= Bank referral scheme =

The UK government-mandated bank referral scheme (Designated Platforms) was created by the Small Business, Enterprise and Employment Act 2015 to allow the UK government to track businesses and their requests for business finance. The scheme was launched in November 2016 after more than two years of deliberation.

Businesses who have been unsuccessful in a credit application process with a bank will be asked for their permission to have their financial information passed to designated finance platforms, who can contact the business in a regulated time-frame.

The three designated finance platforms selected are Funding Options, Funding Xchange and Alternative Business Funding.

The Sunday Times reported in March 2017 that since the launch, the scheme has seen low numbers of referrals. Of the businesses which have been declined by the high street banks, less than 24 percent have been referred to the Designated Platforms.

== How the Referral Scheme works ==
The bank referral scheme imposes a statutory duty on selected UK high street banks to pass on businesses who have been unsuccessful in applying for finance to the three designated alternative finance platforms, who will then email or phone the businesses to offer their service. If a business chooses to interact with any of the finance platforms they fill in a few questions and the finance platform runs the data against their panel of finance providers to see if there are any potential matches. If there are matches the business can then choose whether to make contact with a finance provider and then and only then is their data shared with that finance provider. Funding available through the bank referral scheme covers term lending, receivables finance, asset finance, commercial property finance and online lenders, as well as government-backed and not-for-profit lenders. None of the three finance platforms support equity finance.

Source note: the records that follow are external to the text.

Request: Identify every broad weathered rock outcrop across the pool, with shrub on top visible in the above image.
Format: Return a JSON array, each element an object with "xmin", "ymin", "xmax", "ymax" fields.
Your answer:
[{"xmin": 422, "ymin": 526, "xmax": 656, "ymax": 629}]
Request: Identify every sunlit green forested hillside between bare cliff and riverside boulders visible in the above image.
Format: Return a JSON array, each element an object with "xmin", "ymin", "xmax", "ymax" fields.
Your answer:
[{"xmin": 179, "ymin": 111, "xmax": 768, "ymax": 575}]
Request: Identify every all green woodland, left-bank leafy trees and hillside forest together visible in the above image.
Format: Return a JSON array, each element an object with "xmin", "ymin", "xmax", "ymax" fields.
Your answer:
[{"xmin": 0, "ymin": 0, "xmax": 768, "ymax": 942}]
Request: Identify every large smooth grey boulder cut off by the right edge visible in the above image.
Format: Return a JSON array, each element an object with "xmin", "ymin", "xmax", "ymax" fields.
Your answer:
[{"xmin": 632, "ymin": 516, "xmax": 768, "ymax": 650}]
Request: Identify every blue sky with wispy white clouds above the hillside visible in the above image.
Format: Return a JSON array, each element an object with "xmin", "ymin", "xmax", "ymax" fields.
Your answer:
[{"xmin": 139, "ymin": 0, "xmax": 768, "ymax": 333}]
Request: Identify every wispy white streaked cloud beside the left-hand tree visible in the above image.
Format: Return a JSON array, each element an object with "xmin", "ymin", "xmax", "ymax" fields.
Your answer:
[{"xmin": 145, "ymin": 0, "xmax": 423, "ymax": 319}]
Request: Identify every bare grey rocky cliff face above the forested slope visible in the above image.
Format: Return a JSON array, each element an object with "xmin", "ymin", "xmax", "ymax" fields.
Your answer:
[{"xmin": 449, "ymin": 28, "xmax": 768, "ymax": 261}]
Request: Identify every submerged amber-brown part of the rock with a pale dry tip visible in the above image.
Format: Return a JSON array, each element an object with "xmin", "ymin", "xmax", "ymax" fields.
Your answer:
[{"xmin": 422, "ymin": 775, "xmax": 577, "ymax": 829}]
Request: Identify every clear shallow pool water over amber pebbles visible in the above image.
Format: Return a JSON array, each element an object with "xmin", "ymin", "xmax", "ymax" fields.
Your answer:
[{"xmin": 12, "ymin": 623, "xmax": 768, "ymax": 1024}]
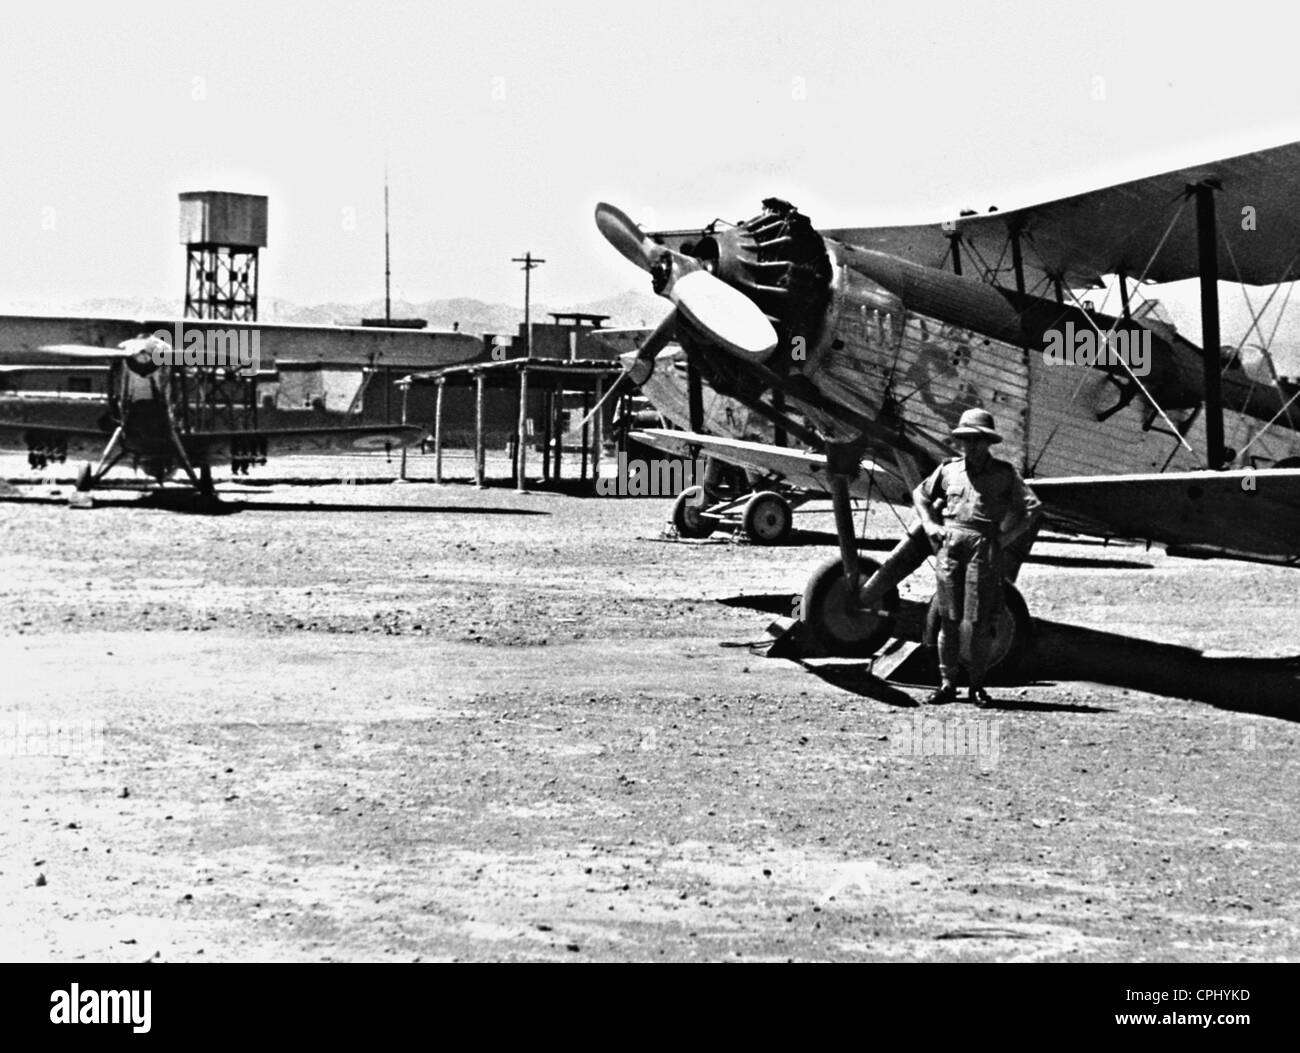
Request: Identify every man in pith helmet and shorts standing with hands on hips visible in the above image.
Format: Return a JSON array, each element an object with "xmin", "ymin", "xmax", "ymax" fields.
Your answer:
[{"xmin": 913, "ymin": 410, "xmax": 1041, "ymax": 707}]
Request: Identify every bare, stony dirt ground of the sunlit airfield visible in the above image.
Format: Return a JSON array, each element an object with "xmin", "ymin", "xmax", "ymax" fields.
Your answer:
[{"xmin": 0, "ymin": 447, "xmax": 1300, "ymax": 962}]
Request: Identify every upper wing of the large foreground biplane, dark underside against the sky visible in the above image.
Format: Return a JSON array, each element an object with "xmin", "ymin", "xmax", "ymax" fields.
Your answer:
[{"xmin": 822, "ymin": 143, "xmax": 1300, "ymax": 287}]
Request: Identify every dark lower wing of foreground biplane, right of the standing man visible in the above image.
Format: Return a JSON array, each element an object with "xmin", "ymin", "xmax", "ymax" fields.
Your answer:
[{"xmin": 1030, "ymin": 468, "xmax": 1300, "ymax": 563}]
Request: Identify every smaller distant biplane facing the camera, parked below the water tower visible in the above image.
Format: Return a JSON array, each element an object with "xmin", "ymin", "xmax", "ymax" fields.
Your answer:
[{"xmin": 0, "ymin": 321, "xmax": 424, "ymax": 506}]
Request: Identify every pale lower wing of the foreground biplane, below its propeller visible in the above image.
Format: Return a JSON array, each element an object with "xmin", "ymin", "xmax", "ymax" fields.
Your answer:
[{"xmin": 631, "ymin": 428, "xmax": 910, "ymax": 502}]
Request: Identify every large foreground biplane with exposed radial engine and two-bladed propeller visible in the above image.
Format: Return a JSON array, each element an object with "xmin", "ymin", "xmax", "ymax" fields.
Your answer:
[{"xmin": 595, "ymin": 143, "xmax": 1300, "ymax": 663}]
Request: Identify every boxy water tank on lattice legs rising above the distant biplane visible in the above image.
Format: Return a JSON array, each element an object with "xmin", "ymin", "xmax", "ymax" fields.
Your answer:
[{"xmin": 181, "ymin": 190, "xmax": 267, "ymax": 321}]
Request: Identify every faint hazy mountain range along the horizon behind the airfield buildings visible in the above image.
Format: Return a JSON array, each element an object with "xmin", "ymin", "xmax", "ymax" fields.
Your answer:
[{"xmin": 0, "ymin": 290, "xmax": 671, "ymax": 337}]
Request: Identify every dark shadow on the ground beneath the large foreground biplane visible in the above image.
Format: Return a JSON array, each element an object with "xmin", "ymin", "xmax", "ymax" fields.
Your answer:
[{"xmin": 719, "ymin": 593, "xmax": 1300, "ymax": 722}]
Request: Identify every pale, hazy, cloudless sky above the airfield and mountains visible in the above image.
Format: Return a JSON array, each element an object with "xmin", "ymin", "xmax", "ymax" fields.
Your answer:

For the referral scheme to perform as envisaged by the UK Government, the businesses affected must give formal permission to the bank to pass on their information to platforms. Business owners have expressed concern and confusion as to how the referral scheme will perform in practice.

== Concerns ==
Concerns have centred around the high-interest rates that are charged by alternative finance providers, how confidential information will be treated by the designated platforms who are small start-up businesses and the possibility of being contacted by a number of unknown companies who have had access to confidential business and financial information.

== Background ==
The idea of the bank referral scheme was advocated by the Liberal Democrats under Nick Clegg with the former Liberal Democrat Business Secretary, Sir Vince Cable hinting at it in March 2014. The then Chancellor of the Exchequer, George Osborne announced in August 2014 the scheme; after a five-month industry consultation selected British Business Bank (the UK's state development bank) to run the assessment process to recommend three designated finance platforms on behalf of HM Treasury.

The scheme which was included in the Small Business, Enterprise and Employment Act 2015 was given Royal Assent in March 2015. The implementation of the scheme was slowed down by a multitude of logistical problems such as how and when a bank should refer a business to the alternative finance sector.

A year after the announcement of the scheme, there was no progress and the scheme seemed to have been forgotten.

The bank referral scheme was launched on 1 November 2016 after a further two-month delay.